= Caroline Lennon =

Irish actor

Caroline Lennon is an Irish actor and voice artist known for her portrayal of Siobhan Hathaway in BBC Radio 4's long-running soap The Archers and for other stage, film, television and voice work.

Lennon was born in County Wicklow, Ireland, and trained at the Bristol Old Vic Theatre School. She performed at many theatres in the UK including Nottingham Playhouse, the Savoy Theatre and Bristol Old Vic.

She played Siobhan Hathaway (later Siobhan Donovan) in The Archers between 1999 and the character's death from cancer in 2007, and again in 2020 when it transpired that Siobhan had recorded a message for her son Ruari's 18th birthday, left on a CD in the care of her sister. (Siobhan had come to the village as the wife of doctor Tim Hathaway, but had an affair with central character Brian Aldridge; after she left the village and was diagnosed with terminal cancer, her child Ruairi came to live with his father Brian and stepmother Jennifer.)

Lennon played Goneril in the 1999 film King Lear starring and directed by Brian Blessed, and her television work has included roles in Casualty, London's Burning and The 10%ers.

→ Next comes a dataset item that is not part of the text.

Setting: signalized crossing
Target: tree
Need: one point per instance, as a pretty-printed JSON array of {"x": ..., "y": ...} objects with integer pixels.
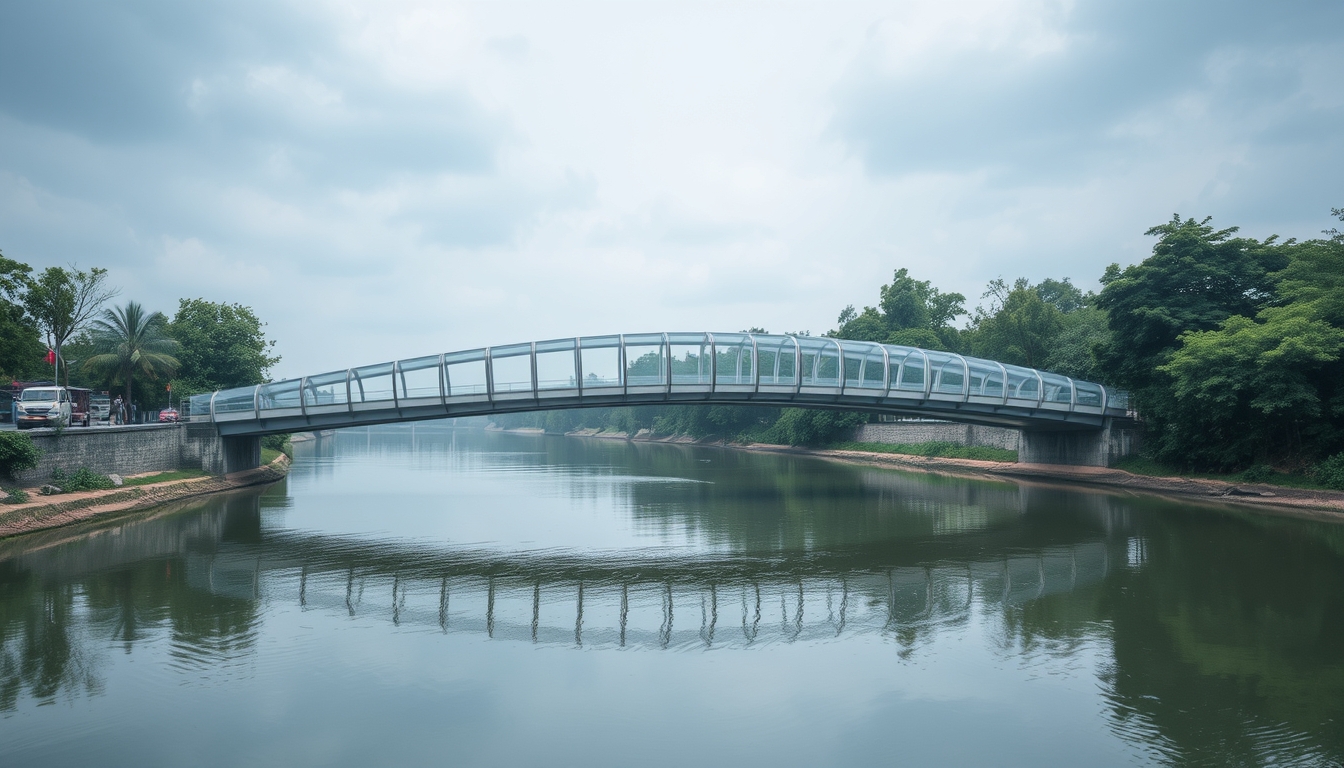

She has recorded over 300 audio books, including Roddy Doyle's 1996 novel The Woman Who Walked into Doors which she discussed in a Sunday Times article. Other voice work includes the narration of a 2019 video produced by the Royal Mail's Address Management Unit to celebrate the 60th anniversary of the introduction of UK postcodes.

Lennon has recorded audiobooks of Peter Tremayne's Sister Fidelma mysteries, gaining her the nickname "The Voice of Fidelma".